Licencja
Changing social citizenship through information technology
Abstrakt (EN)
This article takes a closer look at the implementation of computer-integrated profiling tool by Public Employment Services (PES) in Poland. It was introduced in 2014 in order to categorise the unemployed according to the so-called “employment potential”. The paper focuses on the tool’s influence on social citizenship in the area of active labour policy (ALMP). It shows that profiling has profound consequences for social rights of the unemployed, since it blurs the criteria of distribution of ALMP, excludes large number of the unemployed from access to it and deprive them of a right of appeal. We argue that information technology was the key component of the decomposition of legally defined collective categories in the area of access to ALMP, since it enabled two major changes under a pretence of technical improvement, scientification and standardisation.
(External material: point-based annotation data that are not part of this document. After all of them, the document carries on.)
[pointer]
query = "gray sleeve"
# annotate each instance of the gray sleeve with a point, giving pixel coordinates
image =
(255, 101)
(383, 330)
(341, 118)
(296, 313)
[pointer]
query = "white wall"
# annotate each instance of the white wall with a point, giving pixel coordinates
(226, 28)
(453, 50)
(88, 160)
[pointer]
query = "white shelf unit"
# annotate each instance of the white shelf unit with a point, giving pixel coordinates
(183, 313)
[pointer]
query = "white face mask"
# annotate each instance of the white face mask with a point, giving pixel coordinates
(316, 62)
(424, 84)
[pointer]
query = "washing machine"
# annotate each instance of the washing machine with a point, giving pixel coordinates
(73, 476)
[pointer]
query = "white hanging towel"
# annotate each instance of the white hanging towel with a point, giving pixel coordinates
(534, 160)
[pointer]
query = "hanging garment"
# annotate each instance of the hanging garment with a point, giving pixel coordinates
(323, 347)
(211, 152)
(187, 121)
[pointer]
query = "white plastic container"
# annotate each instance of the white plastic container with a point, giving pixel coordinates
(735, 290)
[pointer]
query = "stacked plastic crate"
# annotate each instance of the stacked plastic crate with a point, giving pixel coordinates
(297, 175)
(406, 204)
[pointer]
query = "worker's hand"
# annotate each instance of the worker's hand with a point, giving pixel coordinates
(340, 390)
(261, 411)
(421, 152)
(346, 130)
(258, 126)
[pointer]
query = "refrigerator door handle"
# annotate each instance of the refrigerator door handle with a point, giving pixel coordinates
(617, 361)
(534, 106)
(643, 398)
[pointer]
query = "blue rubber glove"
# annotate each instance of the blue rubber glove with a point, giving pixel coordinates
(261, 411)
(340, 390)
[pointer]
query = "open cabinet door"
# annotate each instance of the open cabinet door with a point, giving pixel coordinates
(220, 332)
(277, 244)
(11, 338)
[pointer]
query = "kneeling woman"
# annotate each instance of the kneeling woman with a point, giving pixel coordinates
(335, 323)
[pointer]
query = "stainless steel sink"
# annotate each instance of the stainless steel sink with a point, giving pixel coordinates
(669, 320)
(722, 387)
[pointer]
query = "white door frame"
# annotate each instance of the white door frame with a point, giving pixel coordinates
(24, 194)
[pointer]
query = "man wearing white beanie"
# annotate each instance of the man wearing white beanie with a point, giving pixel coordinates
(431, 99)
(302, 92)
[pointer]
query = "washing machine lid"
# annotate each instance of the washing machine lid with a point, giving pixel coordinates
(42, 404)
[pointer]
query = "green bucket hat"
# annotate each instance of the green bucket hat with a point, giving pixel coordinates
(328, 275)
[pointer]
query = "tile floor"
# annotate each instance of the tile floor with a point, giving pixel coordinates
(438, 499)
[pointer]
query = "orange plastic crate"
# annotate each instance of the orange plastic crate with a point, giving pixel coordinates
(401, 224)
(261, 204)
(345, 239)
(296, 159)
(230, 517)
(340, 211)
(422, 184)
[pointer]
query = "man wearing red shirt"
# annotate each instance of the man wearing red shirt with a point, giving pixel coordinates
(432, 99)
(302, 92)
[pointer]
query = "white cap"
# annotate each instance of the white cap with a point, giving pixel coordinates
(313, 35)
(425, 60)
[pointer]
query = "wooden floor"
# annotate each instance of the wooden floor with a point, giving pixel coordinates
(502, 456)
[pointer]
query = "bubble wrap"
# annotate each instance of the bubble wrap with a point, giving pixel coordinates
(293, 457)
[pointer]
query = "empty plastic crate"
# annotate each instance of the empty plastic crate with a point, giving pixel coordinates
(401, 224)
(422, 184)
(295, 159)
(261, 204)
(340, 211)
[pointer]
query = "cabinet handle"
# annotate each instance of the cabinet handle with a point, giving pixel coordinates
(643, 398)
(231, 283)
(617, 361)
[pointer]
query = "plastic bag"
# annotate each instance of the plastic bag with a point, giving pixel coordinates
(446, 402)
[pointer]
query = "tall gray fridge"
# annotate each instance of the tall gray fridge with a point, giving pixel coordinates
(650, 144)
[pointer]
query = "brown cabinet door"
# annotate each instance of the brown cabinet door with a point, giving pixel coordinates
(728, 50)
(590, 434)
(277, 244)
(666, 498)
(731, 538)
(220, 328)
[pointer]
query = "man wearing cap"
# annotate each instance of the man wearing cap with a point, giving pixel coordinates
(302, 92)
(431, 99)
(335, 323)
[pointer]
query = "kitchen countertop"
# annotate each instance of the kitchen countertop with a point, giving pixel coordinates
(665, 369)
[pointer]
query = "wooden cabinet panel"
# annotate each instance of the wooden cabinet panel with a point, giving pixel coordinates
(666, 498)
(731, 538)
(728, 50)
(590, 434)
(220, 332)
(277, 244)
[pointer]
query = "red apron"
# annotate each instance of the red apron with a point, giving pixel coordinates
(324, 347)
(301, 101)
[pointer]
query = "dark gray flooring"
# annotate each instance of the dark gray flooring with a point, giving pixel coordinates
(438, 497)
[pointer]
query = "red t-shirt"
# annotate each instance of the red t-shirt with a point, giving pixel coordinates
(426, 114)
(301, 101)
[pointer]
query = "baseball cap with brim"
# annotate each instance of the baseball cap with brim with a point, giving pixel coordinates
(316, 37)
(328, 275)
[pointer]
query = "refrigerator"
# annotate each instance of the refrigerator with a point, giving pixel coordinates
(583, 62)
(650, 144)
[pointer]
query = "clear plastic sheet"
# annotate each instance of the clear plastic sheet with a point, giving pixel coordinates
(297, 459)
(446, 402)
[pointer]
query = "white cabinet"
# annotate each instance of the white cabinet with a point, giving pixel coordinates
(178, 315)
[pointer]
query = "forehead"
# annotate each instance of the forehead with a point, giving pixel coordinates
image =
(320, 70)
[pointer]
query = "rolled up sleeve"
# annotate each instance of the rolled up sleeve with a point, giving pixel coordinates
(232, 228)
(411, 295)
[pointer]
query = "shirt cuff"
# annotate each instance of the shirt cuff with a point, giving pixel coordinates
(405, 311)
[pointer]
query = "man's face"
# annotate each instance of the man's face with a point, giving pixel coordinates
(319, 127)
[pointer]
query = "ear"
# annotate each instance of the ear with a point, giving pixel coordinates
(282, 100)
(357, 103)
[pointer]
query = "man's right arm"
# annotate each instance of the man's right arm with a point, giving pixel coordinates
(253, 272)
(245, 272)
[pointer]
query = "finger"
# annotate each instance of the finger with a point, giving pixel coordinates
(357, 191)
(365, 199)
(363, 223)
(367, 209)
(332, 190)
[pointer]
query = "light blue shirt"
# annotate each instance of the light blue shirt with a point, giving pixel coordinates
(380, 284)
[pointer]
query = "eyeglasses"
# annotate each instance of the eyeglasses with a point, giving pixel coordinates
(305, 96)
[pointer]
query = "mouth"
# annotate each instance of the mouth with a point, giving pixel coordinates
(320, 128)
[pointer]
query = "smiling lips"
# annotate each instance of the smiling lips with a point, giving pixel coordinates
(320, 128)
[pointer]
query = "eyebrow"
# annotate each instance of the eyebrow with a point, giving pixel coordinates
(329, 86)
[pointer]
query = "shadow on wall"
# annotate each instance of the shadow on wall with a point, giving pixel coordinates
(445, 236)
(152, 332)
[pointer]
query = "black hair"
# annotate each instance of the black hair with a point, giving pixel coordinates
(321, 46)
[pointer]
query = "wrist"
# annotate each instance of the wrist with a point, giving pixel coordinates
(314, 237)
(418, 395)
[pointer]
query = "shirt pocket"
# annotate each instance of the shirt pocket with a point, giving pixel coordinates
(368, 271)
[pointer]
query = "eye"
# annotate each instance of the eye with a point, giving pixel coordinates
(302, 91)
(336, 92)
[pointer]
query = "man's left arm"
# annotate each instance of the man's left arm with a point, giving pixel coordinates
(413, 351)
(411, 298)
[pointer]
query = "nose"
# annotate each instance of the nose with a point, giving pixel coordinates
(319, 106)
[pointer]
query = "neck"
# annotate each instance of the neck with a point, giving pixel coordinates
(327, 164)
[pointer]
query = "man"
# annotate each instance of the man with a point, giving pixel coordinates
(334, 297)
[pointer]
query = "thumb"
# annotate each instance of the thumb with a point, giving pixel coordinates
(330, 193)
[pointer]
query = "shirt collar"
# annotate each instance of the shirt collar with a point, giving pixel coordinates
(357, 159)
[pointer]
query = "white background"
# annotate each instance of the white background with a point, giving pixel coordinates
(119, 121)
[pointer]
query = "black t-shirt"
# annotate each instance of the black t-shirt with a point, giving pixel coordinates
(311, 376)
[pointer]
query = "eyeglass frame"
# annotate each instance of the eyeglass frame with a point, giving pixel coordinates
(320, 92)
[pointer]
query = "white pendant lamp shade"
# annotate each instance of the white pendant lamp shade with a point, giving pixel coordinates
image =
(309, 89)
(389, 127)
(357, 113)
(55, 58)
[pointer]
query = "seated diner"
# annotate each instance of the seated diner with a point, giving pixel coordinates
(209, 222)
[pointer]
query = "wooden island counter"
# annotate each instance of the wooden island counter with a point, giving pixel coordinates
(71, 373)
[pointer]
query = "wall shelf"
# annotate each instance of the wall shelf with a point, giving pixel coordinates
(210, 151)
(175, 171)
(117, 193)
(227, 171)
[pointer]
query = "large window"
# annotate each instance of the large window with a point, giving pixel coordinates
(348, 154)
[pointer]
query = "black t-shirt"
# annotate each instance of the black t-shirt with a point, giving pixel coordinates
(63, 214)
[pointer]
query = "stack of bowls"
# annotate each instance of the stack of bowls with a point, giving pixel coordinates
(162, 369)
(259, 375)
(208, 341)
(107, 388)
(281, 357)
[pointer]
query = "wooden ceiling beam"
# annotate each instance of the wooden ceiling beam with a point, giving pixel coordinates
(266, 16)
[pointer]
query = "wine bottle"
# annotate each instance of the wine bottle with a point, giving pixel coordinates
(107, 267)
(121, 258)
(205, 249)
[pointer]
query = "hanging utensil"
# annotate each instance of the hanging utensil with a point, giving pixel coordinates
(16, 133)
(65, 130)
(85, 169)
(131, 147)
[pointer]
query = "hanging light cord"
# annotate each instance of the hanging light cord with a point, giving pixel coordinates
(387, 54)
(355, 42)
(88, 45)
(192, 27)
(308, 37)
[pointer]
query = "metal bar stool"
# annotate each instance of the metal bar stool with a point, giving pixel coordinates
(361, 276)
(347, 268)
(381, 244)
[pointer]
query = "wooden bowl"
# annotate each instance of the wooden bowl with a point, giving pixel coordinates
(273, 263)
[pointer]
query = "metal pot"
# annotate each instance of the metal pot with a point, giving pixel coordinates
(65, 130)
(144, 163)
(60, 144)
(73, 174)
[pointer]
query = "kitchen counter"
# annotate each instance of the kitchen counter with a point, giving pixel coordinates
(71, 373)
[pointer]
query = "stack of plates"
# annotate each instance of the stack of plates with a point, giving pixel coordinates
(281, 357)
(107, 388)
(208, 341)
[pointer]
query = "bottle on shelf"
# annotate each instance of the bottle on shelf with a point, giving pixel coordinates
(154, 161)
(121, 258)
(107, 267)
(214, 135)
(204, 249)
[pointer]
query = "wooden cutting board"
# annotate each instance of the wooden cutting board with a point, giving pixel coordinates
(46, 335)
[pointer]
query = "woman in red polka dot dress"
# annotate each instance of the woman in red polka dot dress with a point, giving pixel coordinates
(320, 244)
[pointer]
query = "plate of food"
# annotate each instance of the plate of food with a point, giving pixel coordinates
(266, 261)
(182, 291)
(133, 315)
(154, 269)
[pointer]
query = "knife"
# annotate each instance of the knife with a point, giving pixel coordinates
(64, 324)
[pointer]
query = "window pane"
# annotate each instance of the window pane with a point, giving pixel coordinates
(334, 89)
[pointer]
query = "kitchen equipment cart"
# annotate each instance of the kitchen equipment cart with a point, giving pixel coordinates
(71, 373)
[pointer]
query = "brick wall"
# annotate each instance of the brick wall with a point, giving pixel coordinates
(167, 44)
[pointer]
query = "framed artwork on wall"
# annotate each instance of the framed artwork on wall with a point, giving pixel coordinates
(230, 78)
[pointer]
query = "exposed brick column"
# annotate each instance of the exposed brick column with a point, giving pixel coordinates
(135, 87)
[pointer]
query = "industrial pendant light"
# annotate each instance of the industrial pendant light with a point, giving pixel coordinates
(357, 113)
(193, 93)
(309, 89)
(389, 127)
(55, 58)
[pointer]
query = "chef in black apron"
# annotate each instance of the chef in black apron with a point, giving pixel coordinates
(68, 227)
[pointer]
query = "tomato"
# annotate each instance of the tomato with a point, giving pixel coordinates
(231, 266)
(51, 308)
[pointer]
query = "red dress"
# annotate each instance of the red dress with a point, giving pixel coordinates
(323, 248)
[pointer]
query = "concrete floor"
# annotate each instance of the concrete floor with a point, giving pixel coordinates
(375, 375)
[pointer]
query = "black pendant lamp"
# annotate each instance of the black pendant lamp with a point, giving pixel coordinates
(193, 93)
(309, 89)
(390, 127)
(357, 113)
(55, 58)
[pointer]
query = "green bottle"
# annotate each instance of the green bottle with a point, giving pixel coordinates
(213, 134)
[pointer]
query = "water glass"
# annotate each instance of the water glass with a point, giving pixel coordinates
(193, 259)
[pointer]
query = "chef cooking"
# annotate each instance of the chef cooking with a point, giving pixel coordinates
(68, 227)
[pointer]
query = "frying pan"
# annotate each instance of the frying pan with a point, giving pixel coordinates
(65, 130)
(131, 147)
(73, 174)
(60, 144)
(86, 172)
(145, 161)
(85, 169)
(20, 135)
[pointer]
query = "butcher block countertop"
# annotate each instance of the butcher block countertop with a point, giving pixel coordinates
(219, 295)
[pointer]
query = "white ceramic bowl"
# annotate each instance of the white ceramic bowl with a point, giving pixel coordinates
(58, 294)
First of all, the usage of IT made possible the departure from rules of access to services based on target groups and defined by law. Instead, the mechanisms of selection, that aim to assess an individual (rather than define a target groups) are hidden in the algorithm, which was established by unknown experts. In fact, the policy discourse presenting profiling as a progressive, technical and scientific created a smokescreen to hide the change of social rights of the unemployed and justified keeping its operational rules secret. Second of all, introduction of computer-integrated profiling technology was supposed to promote standardisation of the selection processes performed by frontline staff in PES – in order to make it more transparent compared to their discretionary application of legally defined access criteria (for analysis of discretion in Polish PES, see Sztandar-Sztanderska 2016; 2009). Meanwhile, as we will show, the use of IT requires a great deal of discretionary judgements that street-level bureaucrats have to make about people – judgements that are not made against the background of any legal rules and are very much dependent on interaction between a frontline worker and an unemployed person.